25. Soruşturma kapsamında infaz koruma memuru Ö.Ş. Başsavcılık tarafından 27/10/2016 tarihinde müşteki sıfatıyla alınan ifadesinde özet olarak olay günü Kurumda infaz koruma memuru arkadaşı O.K. ile birlikte başvurucu ile avukatı arasındaki konuşmaları dinlemek üzere onların yanında bulunan sandalyelere oturduğunu, başvurucunun “CMK'ya göre burada duramazsınız.” diyerek demir kapıyı oturduğu sandalyeye çarptığını, avukatın başvurucuyu yatıştırdığını, görüşmeden sonra üst araması yaptıklarını, ayakkabılarının aranacağı sırada başvurucunun ayakkabısını çıkarıp kendisine fırlattığını, tedirgin olduğu için eğilip ayakkabının içine bakmadığını, ayakkabıya yukarıdan bakarak giyebileceğini söylediğini, gideceği sırada beklemesini, dedektör ile arama yapacağını söylediğini ve“bir saniye” diyerek omzuna dokunduğunu, o arada başvurucunun “Sen beni arayamazsın!” diyerek avucunun içi ile göğsüne sert bir şekilde vurduğunu belirtmiştir. Ayrıca, infaz koruma memuru O.nun başvurucunun koluna girdiğini, başvurucunun bu defa kolunu bilek kısmından sıkı bir şekilde tekrar tutarak kanattığını ve tekme attığını, sesler üzerine Başmemur S.K.nın geldiğini, başvurucuyu normal kuvvet kullanarak etkisiz hâle getirdiklerini, başvurucunun yürürken “İşkence var!” diye bağırmaya başladığını, ağzını kapatarak müşahedeye götürdüklerini, “Hepinizin Allah belasını versin!” diye bağırdığını ifade etmiştir. Başsavcılık tarafından 12/11/2018 tarihinde şüpheli sıfatıyla alınan ifadesinde Ö.Ş. özet olarak başvurucunun ittirmesi ve fiziki müdahalede bulunması nedeniyle orantılı ve kademeli olarak sınırı aşmadan başvurucuya karşı zor kullandığını, başvurucunun sözleri ve davranışlarıyla tahrik edici bir üslup takındığını, buna rağmen yetki aşımı ile sonuçlanan herhangi bir eylem gerçekleştirmediğini, olay sebebiyle yaralandığı için önce Kurumda, sonra Kurum dışında muayene olarak rapor aldığını, olaydan birkaç gün sonra başvurucunun helallik istediğini belirtmiştir.

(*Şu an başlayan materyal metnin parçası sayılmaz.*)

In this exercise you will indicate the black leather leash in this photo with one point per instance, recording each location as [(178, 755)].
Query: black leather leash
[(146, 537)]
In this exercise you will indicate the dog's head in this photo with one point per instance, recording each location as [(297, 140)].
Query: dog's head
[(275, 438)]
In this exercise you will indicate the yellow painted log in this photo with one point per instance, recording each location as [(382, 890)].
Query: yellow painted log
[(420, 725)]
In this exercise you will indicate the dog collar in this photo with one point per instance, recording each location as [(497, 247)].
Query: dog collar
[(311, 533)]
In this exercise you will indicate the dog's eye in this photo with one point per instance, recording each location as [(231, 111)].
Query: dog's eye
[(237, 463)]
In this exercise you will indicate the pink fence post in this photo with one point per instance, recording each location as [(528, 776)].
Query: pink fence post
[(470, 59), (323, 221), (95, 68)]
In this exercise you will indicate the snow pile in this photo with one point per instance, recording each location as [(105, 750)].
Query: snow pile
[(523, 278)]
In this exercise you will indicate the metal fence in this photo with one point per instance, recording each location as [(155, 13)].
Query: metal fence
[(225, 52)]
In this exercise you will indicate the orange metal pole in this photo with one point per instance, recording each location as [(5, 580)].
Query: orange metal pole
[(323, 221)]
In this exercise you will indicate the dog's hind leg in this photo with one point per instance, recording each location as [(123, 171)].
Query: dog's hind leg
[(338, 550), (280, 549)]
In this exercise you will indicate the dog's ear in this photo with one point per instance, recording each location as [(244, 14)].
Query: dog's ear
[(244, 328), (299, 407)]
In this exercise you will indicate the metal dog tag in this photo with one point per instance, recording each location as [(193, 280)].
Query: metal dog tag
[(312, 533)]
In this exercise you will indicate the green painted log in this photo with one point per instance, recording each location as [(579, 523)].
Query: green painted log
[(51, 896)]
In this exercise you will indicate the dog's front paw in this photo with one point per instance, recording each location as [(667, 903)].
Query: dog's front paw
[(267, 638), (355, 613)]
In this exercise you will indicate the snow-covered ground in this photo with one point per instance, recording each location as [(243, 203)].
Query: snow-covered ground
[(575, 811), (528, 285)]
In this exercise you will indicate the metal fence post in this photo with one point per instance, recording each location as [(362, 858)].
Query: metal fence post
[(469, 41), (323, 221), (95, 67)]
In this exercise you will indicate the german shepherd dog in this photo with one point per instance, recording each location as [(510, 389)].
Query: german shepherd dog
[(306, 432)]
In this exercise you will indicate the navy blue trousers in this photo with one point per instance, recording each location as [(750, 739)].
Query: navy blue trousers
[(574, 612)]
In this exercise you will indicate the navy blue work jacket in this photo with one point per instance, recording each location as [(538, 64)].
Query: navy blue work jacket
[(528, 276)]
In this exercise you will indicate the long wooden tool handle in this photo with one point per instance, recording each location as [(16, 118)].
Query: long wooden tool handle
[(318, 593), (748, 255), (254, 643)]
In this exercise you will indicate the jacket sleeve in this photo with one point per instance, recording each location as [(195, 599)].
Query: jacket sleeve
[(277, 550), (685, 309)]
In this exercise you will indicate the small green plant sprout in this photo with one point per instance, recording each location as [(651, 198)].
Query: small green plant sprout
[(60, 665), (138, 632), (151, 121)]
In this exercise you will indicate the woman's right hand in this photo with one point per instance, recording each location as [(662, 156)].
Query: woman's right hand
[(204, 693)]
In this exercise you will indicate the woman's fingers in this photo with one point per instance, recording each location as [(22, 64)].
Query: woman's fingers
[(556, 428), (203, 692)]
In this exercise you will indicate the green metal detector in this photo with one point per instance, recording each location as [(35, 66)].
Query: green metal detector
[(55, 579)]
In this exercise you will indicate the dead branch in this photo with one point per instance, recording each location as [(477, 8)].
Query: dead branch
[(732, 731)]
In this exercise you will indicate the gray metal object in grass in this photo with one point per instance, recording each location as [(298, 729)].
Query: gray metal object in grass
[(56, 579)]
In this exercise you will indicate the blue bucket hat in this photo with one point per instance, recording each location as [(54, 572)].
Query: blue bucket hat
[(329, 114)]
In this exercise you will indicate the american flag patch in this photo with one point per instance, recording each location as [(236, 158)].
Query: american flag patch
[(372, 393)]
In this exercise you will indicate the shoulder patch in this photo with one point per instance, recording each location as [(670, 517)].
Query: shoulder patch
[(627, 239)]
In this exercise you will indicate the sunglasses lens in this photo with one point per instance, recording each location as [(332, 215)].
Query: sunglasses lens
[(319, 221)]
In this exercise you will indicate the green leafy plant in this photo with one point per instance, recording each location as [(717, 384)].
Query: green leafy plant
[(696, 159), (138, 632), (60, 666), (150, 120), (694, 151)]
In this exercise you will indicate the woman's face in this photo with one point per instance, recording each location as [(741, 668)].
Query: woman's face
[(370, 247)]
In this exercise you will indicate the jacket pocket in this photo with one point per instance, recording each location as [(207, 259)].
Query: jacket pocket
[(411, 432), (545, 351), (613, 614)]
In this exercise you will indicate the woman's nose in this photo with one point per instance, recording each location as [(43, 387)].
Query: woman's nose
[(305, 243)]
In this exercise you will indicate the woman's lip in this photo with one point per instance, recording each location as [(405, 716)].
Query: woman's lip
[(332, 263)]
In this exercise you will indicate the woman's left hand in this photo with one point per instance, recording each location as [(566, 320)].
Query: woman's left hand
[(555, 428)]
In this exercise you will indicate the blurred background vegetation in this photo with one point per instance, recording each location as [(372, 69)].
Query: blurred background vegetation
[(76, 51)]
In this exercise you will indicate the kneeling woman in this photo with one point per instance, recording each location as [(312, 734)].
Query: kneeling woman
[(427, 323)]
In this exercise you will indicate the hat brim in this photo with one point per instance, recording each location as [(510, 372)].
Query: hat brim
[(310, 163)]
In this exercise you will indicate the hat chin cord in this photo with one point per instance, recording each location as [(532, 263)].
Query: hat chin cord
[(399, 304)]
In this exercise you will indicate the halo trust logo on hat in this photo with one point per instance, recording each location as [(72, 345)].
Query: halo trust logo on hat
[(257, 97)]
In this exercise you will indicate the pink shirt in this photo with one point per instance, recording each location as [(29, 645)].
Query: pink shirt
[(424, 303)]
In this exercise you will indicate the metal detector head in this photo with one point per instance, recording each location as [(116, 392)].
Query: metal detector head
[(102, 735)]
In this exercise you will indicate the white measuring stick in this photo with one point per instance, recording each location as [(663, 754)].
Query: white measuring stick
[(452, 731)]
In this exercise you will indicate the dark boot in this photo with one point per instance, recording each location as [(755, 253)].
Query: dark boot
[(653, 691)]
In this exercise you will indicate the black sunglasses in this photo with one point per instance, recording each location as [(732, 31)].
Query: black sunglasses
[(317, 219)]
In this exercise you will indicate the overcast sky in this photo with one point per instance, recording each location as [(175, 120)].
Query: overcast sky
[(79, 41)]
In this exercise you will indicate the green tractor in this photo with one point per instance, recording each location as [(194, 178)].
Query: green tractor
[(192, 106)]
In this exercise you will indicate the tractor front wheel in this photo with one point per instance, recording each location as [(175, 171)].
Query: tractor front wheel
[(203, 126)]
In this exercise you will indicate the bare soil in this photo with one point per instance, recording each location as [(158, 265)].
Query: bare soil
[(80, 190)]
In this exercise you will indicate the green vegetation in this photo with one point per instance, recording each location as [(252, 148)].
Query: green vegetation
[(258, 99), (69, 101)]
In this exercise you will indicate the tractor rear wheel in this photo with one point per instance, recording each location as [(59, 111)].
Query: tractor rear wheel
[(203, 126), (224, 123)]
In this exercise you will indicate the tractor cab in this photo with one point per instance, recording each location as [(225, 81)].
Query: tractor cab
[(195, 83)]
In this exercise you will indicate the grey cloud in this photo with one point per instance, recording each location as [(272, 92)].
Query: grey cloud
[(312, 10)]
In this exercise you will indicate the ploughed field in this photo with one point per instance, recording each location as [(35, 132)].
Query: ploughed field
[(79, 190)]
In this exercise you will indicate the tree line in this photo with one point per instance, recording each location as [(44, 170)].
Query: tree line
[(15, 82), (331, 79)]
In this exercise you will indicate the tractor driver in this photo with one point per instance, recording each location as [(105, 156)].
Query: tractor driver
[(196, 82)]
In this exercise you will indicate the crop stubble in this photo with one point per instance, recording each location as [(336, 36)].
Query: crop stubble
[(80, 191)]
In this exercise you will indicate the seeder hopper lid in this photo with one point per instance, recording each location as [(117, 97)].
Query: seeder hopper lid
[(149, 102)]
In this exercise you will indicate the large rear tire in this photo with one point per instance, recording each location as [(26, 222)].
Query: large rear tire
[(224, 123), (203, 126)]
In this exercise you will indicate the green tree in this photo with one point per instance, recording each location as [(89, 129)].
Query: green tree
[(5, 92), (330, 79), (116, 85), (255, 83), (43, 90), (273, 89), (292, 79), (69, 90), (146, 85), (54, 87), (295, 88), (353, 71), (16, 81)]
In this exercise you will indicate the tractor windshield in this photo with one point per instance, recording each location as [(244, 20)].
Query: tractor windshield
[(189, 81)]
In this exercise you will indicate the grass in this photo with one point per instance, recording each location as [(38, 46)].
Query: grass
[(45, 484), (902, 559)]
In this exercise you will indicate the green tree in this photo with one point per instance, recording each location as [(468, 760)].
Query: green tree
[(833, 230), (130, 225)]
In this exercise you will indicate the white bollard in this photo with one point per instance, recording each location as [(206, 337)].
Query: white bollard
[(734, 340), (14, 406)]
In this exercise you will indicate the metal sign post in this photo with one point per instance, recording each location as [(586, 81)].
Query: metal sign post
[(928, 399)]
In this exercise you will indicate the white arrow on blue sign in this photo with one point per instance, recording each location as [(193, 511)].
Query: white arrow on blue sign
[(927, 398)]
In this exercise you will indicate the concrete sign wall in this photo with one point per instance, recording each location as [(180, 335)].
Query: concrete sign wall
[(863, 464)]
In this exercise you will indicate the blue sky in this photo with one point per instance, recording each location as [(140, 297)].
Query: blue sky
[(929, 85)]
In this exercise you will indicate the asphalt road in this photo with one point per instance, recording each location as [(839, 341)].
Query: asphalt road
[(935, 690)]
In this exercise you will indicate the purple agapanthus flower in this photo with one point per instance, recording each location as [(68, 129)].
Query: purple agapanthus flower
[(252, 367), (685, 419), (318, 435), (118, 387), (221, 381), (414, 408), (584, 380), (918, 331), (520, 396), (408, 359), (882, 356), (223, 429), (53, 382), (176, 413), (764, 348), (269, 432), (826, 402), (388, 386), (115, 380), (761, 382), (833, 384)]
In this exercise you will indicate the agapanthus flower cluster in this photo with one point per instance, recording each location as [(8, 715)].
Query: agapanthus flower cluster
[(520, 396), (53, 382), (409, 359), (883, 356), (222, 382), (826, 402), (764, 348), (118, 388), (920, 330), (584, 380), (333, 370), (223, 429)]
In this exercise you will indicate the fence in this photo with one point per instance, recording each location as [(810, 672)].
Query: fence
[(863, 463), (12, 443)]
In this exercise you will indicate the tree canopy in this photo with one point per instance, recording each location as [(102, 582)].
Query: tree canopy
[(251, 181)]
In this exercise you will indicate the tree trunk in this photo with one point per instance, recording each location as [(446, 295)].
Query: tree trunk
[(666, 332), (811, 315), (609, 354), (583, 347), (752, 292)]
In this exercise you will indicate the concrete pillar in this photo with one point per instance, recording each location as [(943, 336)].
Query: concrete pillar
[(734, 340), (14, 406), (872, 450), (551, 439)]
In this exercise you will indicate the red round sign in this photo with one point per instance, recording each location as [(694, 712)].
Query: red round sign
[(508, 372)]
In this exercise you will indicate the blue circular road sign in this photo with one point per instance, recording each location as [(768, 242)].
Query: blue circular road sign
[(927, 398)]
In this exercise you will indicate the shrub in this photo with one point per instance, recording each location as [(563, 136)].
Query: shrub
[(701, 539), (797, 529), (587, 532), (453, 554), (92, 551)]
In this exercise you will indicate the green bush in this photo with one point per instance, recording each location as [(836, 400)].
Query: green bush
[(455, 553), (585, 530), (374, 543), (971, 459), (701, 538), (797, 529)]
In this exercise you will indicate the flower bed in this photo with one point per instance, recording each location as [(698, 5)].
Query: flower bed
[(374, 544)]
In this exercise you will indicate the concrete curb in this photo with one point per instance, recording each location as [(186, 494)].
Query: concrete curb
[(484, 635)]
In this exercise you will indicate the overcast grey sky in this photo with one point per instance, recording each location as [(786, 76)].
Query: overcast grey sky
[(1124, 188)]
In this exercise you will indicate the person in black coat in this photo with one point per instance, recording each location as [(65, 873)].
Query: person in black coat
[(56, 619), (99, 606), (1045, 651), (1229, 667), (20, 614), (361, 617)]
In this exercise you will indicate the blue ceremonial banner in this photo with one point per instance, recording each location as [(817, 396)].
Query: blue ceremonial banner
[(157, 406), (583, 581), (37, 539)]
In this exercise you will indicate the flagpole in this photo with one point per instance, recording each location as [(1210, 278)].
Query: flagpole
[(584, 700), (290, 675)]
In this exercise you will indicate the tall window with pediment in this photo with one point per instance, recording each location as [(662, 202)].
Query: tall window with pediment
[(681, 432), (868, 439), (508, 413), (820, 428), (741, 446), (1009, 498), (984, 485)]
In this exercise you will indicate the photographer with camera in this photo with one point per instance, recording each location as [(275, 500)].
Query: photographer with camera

26. Soruşturma kapsamında infaz koruma memuru O.K. Başsavcılık tarafından 27/10/2016 tarihinde müşteki sıfatıyla alınan ifadesinde özet olarak olay günü Kurumda infaz koruma memuru arkadaşı Ö.Ş. ile birlikte başvurucu ve avukatı arasındaki konuşmaları dinlemek üzere hazır bulundukları sırada başvurucunun “Burada duramazsınız!” diyerek demir kapıyı Ö.Ş.nin oturduğu sandalyeye çarptığını, başmemura haber verdiğini, başvurucu sakinleşince görüşün devam ettiğini, görüşten sonra arama sırasında başvurucunun Ö.Ş.nin göğsüne sert bir şekilde vurduğunu ve onu kolundan tuttuğunu, başvurucuyu kollarından tutarak etkisiz hâle getirmeye çalıştıklarını, bu sırada Ö.ye iki tane, başmemura bir tane tekme salladığını, başvurucuyu yere yatırdıklarını ve müşahedeye götürdüklerini, başvurucunun “Hepinizin Allah belasını versin!” diye bağırdığını ifade etmiştir.

27. Soruşturma kapsamında İnfaz Koruma Başmemuru S.K. Başsavcılık tarafından 27/10/2016 tarihinde tanık sıfatıyla alınan ifadesinde özet olarak olay günü kurul toplantısında olduğunu, başvurucunun kamera kaydı ve memur refakatine karşı çıktığının bildirilmesi üzerine avukat görüşme odasına geldiğini, durumu avukat ile birlikte izah edince görüşmenin devam ettiğini, toplantıya döndüğünü, tekrar görüşme yerine doğru gittiğinde başvurucunun üst aramasına itiraz ettiğini, ayakkabısını fırlatarak Ö.Ş.ye yumruk ve tekme attığını, Ö.Ş.nin kolunu tırnakladığını, kollarını arkasına alarak müşahede odasına götürülen başvurucunun burada “Hepinizin Allah belasını versin!” diye bağırdığını ifade etmiştir.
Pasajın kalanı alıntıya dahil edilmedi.